Scrolling through Instagram one day, I came across makeup for equestrians. I was thinking maybe it was for competitions or something. I followed the brand and just kept scrolling. The next few weeks I kept seeing URGO Beauty pop up. It caught my curiosity, so I reached out and found out more about it. When I realized it’s gentle skincare-infused makeup made for equestrians by an equestrian and donations are made to animal rescues, I had to take a closer look! During my endometriosis journey, I learned a lot about endocrine disruptors in skincare and products that come in contact with our skin. I focus on keeping clean products in my home and reducing those chemicals that impact my hormones. It’s difficult to find clean skincare and makeup that also works well. I decided to give it a try with the BB Cream. I love a good BB Cream, but I’ve never found a GOOD BB Cream. As in one that didn’t cause more redness and more breakouts. And your girl has one makeup brush and one eyeshadow brush so the fact that I can use my hands was a plus for me!
Let’s just say, now I have never NOT had URGO's BB Cream at home. And I have since tried every product and love every single one! The best part is that my skin loves it; no painful breakouts or redness. I also understood the part about being made for equestrians. I can sweat in it, go to the barn, play with my baby, jump on a work video call and it stays on. The CC cream is my newest obsession though! It’s the makeup for the no-makeup girlies!

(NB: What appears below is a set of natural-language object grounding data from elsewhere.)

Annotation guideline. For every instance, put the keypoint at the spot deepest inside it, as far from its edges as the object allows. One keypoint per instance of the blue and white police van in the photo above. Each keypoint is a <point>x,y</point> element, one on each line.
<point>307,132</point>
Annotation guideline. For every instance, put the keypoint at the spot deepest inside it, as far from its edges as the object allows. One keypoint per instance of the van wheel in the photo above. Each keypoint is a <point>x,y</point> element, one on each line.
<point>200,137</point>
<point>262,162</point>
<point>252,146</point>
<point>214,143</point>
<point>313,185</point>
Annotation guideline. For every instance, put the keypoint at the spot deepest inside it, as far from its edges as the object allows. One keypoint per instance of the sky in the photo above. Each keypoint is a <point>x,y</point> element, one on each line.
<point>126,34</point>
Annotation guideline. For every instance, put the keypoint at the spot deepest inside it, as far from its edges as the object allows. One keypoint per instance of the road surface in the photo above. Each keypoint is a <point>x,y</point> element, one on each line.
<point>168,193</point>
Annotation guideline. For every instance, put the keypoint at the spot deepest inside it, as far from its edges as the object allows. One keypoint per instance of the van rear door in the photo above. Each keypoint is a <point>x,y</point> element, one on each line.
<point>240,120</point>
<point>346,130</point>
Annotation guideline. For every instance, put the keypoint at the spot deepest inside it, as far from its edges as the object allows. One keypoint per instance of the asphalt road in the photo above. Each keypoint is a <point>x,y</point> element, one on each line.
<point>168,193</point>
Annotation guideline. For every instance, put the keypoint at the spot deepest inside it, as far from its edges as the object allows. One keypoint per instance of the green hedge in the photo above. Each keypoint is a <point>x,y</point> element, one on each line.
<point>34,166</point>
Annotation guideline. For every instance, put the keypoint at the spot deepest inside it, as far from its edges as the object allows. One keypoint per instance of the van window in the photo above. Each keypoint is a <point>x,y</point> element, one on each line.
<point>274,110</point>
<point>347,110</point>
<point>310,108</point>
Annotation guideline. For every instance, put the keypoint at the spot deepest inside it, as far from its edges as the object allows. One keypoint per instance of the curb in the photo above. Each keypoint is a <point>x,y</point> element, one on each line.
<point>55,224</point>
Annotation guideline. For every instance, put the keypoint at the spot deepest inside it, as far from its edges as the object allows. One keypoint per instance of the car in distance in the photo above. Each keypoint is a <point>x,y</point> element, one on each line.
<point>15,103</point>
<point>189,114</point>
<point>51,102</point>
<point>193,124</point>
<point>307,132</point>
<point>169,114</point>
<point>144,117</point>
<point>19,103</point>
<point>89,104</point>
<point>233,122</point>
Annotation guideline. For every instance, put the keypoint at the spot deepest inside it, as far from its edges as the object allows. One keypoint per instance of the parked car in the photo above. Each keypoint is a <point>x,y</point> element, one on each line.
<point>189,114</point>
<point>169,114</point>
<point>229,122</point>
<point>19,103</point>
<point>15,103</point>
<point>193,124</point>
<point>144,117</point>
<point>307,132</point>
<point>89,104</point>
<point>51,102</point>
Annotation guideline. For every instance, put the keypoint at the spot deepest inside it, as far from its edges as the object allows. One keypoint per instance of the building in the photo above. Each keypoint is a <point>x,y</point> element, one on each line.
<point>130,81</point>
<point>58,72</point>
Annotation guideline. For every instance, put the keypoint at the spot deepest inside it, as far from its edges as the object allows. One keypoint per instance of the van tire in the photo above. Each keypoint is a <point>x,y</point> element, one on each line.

I’ve learned throughout different experiences in my life that the little things matter. Sometimes little things are the big things. I had a lot of changes happening in my life. I experienced postpartum anxiety. I transitioned out of my job and shifted my entire career. I was healing from childbirth as someone with endometriosis which posed some different challenges. Finding skincare/makeup that didn’t make my skin angry and that made me feel confident was a game changer, especially during this season of life. It might sound frivolous, but it made me feel excited to get ready in the mornings, even if I had only two hours of sleep. It made me feel put together. It was the start of this new me. It has become an integral part of my self-care as I’ve transitioned into motherhood. I can wear all of the “hats” and juggle all of the things while feeling confident in my skin.